Update: Grundstücksentnahme bei Bestellung von Erbbaurechten

Die Bestellung von Erbbaurechten an land- und forstwirtschaftlich genutzten Grundstücken und die anschließende Bebauung durch die Berechtigten führt zur Entnahme der Grundstücke, falls die endgültige Nutzungsänderung mehr als 10 % der Gesamtfläche des Betriebs betrifft.
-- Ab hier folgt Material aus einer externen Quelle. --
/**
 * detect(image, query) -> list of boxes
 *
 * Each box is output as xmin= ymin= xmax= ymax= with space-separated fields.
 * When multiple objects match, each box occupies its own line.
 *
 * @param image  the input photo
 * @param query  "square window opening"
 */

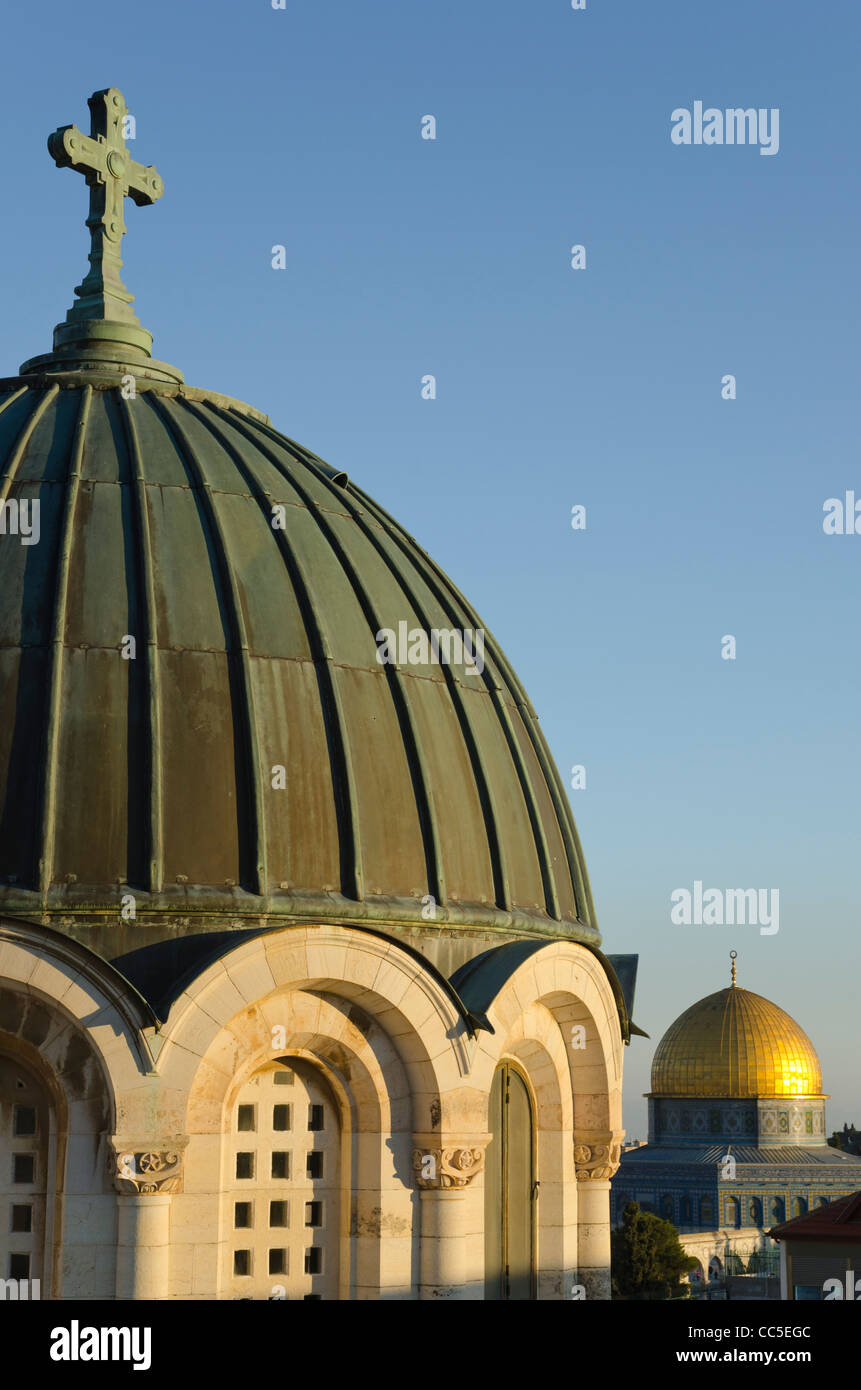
xmin=271 ymin=1152 xmax=290 ymax=1180
xmin=234 ymin=1201 xmax=252 ymax=1229
xmin=13 ymin=1107 xmax=36 ymax=1137
xmin=11 ymin=1206 xmax=32 ymax=1234
xmin=269 ymin=1201 xmax=289 ymax=1227
xmin=12 ymin=1155 xmax=35 ymax=1185
xmin=235 ymin=1152 xmax=255 ymax=1180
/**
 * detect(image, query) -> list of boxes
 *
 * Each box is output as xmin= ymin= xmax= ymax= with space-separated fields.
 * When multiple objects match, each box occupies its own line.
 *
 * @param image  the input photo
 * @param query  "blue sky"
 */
xmin=2 ymin=0 xmax=858 ymax=1136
Ist die Geringfügigkeitsgrenze von 10 % überschritten, kommt es für das Vorliegen einer Entnahme regelmäßig nicht auf einen Vergleich der Erträge aus der Vermögensverwaltung und der Land- und Forstwirtschaft oder auf die Anwendung anderer Abgrenzungskriterien an. Dies hat der Bundesfinanzhof (BFH) in einem aktuellen Urteil entschieden.

Sachverhalt

Die Beteiligten streiten darüber, ob eine zwangsweise Entnahme landwirtschaftlichen Betriebsvermögens vorliegt, wenn an land- und forstwirtschaftlich genutzten Grundstücken Erbbaurechte bestellt und diese anschließend mit Wohnhäusern bebaut werden.
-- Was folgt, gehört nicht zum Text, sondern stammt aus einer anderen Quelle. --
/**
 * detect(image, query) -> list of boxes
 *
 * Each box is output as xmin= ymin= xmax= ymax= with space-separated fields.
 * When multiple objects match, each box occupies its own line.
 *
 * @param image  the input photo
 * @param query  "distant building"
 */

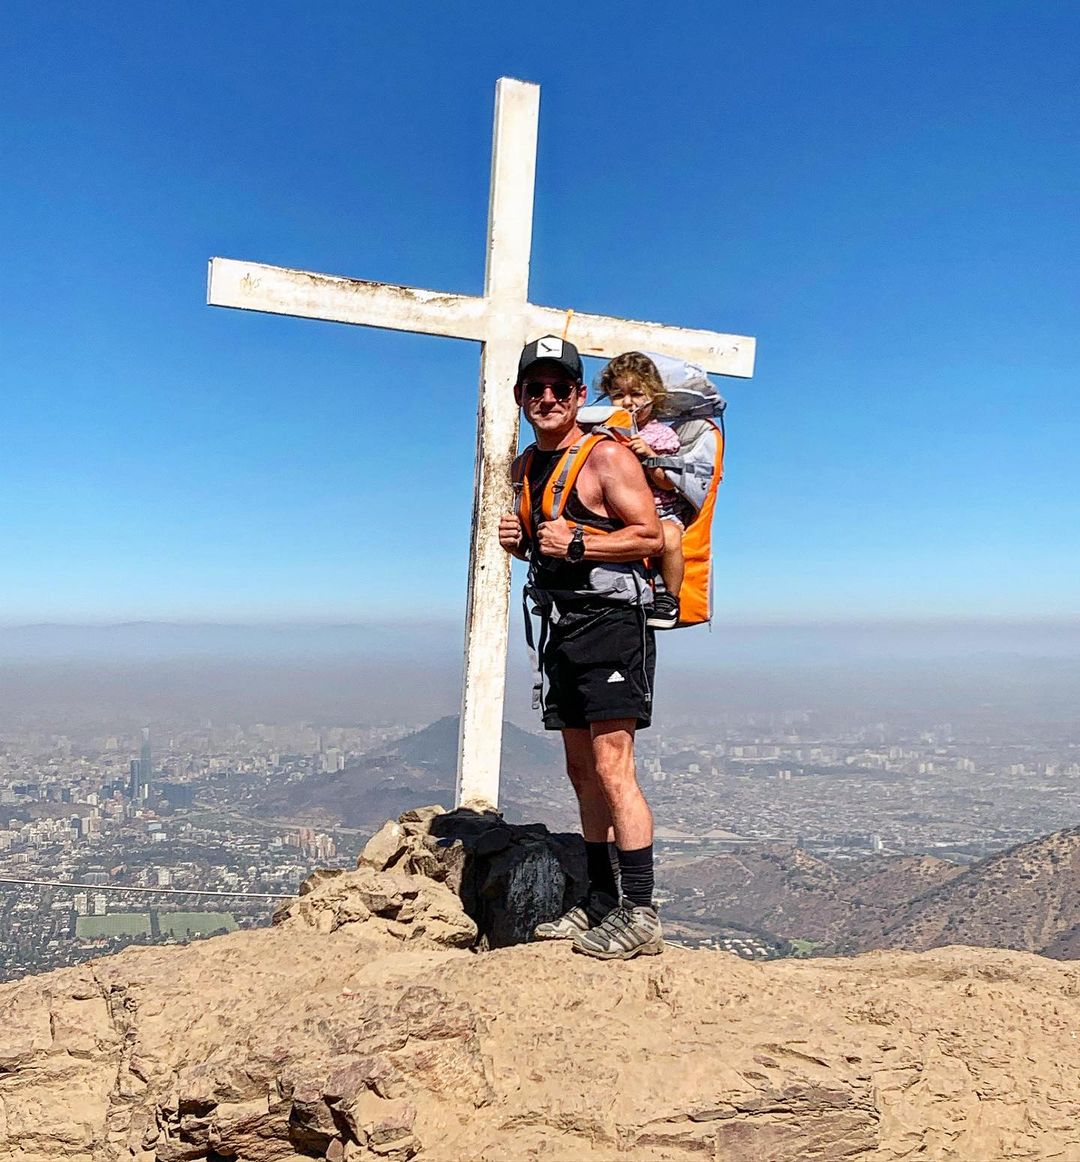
xmin=159 ymin=782 xmax=195 ymax=810
xmin=129 ymin=728 xmax=153 ymax=800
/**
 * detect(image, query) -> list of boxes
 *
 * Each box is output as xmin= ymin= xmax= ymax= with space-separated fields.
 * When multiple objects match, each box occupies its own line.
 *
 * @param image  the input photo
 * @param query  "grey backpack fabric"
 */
xmin=640 ymin=353 xmax=725 ymax=513
xmin=648 ymin=417 xmax=721 ymax=514
xmin=644 ymin=351 xmax=727 ymax=420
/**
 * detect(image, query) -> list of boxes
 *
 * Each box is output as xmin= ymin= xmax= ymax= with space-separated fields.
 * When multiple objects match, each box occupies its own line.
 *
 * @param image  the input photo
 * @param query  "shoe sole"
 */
xmin=533 ymin=928 xmax=581 ymax=941
xmin=646 ymin=616 xmax=679 ymax=629
xmin=571 ymin=937 xmax=665 ymax=960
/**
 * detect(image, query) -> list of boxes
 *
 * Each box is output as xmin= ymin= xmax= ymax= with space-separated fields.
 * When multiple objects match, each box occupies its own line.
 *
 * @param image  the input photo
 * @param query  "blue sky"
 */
xmin=3 ymin=1 xmax=1078 ymax=625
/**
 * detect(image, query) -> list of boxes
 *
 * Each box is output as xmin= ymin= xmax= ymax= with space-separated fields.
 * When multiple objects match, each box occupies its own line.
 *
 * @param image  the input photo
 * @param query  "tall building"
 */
xmin=139 ymin=727 xmax=152 ymax=797
xmin=129 ymin=728 xmax=153 ymax=800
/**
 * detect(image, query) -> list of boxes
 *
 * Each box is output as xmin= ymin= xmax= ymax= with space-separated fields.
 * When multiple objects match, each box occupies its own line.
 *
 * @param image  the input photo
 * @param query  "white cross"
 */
xmin=206 ymin=76 xmax=756 ymax=812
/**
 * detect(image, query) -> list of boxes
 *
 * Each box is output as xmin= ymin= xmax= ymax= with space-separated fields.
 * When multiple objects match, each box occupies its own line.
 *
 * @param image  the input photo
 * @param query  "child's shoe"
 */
xmin=647 ymin=593 xmax=680 ymax=630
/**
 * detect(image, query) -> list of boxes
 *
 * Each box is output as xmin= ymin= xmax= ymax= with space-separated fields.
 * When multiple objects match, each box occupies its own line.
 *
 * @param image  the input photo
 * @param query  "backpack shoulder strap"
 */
xmin=542 ymin=432 xmax=609 ymax=521
xmin=512 ymin=445 xmax=537 ymax=534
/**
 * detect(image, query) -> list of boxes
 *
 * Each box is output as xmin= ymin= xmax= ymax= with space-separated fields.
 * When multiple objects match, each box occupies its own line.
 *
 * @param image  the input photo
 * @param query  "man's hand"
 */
xmin=626 ymin=435 xmax=655 ymax=460
xmin=536 ymin=516 xmax=575 ymax=559
xmin=498 ymin=513 xmax=524 ymax=554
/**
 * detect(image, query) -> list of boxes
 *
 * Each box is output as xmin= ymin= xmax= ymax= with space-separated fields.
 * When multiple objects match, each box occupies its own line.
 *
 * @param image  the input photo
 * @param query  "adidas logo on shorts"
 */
xmin=606 ymin=671 xmax=626 ymax=683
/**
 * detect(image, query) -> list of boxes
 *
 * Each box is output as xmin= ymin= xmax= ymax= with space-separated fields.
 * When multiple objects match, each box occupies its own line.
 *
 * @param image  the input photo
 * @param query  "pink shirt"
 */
xmin=638 ymin=419 xmax=691 ymax=525
xmin=638 ymin=419 xmax=680 ymax=455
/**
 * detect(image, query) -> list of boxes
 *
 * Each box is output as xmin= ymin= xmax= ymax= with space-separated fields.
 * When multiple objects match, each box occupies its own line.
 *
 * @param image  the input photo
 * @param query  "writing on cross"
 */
xmin=206 ymin=76 xmax=756 ymax=812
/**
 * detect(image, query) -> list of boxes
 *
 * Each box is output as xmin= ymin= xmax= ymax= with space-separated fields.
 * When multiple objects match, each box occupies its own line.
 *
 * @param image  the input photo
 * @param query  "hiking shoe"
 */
xmin=533 ymin=891 xmax=618 ymax=941
xmin=646 ymin=593 xmax=680 ymax=630
xmin=572 ymin=901 xmax=664 ymax=960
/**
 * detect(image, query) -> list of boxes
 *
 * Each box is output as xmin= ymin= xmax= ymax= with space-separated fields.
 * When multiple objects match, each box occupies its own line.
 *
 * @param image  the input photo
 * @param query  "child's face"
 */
xmin=607 ymin=378 xmax=653 ymax=420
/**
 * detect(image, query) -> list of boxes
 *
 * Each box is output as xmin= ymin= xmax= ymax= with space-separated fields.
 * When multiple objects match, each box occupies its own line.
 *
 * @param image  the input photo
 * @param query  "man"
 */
xmin=498 ymin=335 xmax=666 ymax=960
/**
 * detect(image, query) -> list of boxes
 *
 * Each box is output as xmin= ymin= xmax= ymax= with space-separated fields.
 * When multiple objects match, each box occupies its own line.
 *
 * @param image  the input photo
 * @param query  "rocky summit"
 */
xmin=3 ymin=808 xmax=1080 ymax=1161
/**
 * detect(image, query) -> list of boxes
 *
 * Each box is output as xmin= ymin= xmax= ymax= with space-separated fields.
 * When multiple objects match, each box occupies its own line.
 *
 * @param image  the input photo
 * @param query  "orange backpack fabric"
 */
xmin=673 ymin=418 xmax=725 ymax=626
Die Klage vor dem Finanzgericht Münster hatte keinen Erfolg.

Entscheidung des BFH

Der BFH hat sich der Entscheidung der Vorinstanz angeschlossen und die Revision als unbegründet zurückgewiesen.

Wirtschaftsgüter des Betriebsvermögens verlieren diese Eigenschaft nur durch eine Auflösung des sachlichen oder persönlichen Zusammenhangs mit dem Betrieb (BFH, Urteil vom 31. Januar 1985, IV R 130/82, BStBl II 1985, 395, unter 2.a).
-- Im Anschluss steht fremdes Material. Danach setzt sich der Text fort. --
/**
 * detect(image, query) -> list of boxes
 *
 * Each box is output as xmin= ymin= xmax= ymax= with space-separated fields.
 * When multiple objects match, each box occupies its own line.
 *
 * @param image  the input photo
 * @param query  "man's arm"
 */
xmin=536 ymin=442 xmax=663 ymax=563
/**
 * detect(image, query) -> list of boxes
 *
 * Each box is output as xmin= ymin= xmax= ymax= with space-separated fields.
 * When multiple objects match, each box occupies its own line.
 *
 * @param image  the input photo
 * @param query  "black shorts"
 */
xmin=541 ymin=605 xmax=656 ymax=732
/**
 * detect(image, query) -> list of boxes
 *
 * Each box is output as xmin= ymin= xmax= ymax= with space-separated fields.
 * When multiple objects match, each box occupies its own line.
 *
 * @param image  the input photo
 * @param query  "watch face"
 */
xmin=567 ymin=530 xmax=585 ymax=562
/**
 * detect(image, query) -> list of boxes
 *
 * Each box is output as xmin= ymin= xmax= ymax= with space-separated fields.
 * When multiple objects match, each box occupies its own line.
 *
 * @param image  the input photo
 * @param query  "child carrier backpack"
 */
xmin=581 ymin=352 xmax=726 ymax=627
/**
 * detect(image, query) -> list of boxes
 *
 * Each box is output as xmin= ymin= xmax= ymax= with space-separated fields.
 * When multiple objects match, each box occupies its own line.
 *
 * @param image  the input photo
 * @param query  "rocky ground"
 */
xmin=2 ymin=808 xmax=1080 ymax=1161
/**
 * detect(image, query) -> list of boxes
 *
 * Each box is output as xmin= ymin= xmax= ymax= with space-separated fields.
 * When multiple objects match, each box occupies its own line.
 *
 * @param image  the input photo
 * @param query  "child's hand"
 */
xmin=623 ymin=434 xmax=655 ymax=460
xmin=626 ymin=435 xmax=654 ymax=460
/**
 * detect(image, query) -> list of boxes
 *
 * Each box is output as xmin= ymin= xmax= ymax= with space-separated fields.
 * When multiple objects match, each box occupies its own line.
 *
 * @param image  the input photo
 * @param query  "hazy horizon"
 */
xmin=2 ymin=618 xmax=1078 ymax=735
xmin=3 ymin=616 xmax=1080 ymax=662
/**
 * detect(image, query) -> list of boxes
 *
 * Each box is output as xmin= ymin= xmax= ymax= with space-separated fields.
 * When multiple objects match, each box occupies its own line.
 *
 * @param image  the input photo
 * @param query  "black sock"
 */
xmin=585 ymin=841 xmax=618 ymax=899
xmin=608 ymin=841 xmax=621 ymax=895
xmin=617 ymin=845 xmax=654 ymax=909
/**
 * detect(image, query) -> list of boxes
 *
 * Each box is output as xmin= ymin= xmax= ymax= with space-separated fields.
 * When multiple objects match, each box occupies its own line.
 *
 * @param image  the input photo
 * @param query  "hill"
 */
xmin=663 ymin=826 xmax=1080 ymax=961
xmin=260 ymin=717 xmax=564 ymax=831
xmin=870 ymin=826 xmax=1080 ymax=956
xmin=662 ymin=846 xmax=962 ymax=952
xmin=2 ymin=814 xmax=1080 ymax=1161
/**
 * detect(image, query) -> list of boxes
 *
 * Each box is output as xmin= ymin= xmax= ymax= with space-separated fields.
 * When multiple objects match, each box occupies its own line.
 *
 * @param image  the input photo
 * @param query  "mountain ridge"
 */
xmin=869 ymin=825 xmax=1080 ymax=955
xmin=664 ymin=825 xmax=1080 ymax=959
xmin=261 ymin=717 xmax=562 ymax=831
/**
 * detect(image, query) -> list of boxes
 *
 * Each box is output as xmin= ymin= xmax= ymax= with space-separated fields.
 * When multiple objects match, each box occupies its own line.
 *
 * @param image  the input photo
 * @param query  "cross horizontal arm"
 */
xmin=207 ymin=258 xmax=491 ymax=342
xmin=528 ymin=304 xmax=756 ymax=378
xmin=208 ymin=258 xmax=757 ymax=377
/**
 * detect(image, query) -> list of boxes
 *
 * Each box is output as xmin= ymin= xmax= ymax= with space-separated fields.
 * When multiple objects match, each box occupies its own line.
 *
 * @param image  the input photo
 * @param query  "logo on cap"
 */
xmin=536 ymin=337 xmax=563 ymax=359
Durch eine bloße Nutzungsänderung ohne Entnahmeerklärung verlieren ursprünglich landwirtschaftlich genutzte Grundstücke nach ständiger Rechtsprechung des BFH ihre Eigenschaft als landwirtschaftliches Betriebsvermögen nur, wenn eine eindeutige Entnahmehandlung vorliegt (BFH, Urteil vom 14. Mai 2009, IV R 44/06, BStBl II 2009, 811, unter II.1.a cc).

Bei entgeltlich zur Nutzung überlassenen Grundstücken, die zum notwendigen Betriebsvermögen eines Verpachtungsbetriebs gehören (s. BFH-Urteil vom 10. Dezember 1992, IV R 115/91, BStBl II 1993, 342, unter 2.), ist das Vorliegen von Betriebsvermögen auch dann nicht grundsätzlich ausgeschlossen, wenn eine land- oder forstwirtschaftliche Nutzung nicht mehr möglich ist.

Solche Grundstücke bleiben bis zu einer Entnahme (geduldetes – gewillkürtes -) Betriebsvermögen, sofern nicht die Nutzungsänderung einen Umfang annimmt, durch den sich der Charakter des landwirtschaftlichen Betriebs derart verändert, dass die Vermögensverwaltung die landwirtschaftliche Betätigung verdrängt (BFH, Urteil vom 22. August 2002, IV R 57/00, BStBl II 2003, 16, unter 1.c).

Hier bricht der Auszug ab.